I am trying to figure out how to build most scalable and maintainable architecture for my app.

The app is just about choosing some shape and then editing it.

More precisely, choosing some existing shape from the list(square, rectangle, circle, oval, pentagon, N-gon, "house", some custom shape) and then after choosing it, another page appears(slides up for example), where you should be able to edit it.

Would be rather simple if it was just about editing vertices and moving them around, but that would be useless for this exact app, Because in my case each shape has its own editing possibility.

For example: With a square or some regular N-Gon chosen, you can only change its side length(there will be one slider, or textbox somewhere and all sides will scale accordingly).
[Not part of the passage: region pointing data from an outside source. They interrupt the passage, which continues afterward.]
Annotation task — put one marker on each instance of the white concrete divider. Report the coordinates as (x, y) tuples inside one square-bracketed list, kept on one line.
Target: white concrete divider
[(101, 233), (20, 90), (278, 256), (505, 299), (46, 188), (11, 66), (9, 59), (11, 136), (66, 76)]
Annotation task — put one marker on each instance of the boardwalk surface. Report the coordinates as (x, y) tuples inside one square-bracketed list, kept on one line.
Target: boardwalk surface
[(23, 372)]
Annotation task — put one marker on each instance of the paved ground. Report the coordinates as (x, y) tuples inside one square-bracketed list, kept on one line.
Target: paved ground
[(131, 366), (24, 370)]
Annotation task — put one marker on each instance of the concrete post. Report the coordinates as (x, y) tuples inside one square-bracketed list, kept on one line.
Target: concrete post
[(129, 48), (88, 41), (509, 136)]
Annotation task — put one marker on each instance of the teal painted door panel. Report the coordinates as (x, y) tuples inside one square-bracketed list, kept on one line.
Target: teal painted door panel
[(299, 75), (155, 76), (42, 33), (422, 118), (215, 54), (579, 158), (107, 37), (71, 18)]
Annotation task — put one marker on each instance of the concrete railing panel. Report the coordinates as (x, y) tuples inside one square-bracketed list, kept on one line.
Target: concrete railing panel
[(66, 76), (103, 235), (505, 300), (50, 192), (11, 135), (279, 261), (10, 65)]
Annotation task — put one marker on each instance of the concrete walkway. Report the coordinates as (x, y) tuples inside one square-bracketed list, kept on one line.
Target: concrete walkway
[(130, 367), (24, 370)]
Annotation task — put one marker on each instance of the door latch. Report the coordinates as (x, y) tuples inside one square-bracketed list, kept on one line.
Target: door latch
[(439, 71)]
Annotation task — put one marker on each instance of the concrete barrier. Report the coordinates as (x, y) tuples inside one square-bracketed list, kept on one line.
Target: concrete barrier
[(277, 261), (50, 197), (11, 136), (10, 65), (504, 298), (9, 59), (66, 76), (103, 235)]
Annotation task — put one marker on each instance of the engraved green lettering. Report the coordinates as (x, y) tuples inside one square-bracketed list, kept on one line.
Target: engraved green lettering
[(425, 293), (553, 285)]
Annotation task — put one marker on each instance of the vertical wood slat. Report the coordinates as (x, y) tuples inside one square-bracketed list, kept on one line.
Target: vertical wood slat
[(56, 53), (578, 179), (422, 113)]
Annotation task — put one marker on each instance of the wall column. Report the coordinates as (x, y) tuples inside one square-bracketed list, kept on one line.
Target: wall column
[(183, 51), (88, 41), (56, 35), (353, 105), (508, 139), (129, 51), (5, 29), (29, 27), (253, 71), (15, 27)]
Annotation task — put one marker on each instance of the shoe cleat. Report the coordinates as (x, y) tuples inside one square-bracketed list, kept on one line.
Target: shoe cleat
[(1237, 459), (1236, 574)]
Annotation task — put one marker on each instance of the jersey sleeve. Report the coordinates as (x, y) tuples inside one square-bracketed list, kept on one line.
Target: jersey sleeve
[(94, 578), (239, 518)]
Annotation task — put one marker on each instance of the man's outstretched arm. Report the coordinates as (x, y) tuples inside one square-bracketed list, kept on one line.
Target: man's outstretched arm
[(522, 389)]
That's easy.

But it gets harder pretty fast:

  • With a rectangle, you can change its width and length. (2 sliders)

  • With trapezium, you can change length of each of its sides but the height should stay same(cause 2 paralell lines), or you could change its angles instead. (4 sliders for lengths and something else for 4 angles)

  • With circle its also easy, just edit the diameter. (1 slider)

  • With oval? 2 diamaters. (2 sliders)

  • With shapes like house(2d house shape): You can change its height, width and roof height. (5 sliders for each side and something for 5 angles)

  • Custom shape, edit length & angles for each side.

I hope these examples are enough to demonstrate why I am stuck so much. I can't find common multiple of all this stuff that I could abstract out(Well except that all these shapes are made of vertices, oh wait, Circle & Oval don't have any vertices. DAMN!).

I have one straightforward idea of doing this, by putting tons of "dumb" work, I will be able to finish this app in a month, but It won't be scalable or maintainable in any way. Its a dumb way of doing it (Basically will be equivalent of writing separate application for each shape).

The app is for Android written on React Native, so I am using SVGs(for performance, obviously to make this even harder).

I already have "Engine" that is able to draw & animate SVGs from supplied vertices.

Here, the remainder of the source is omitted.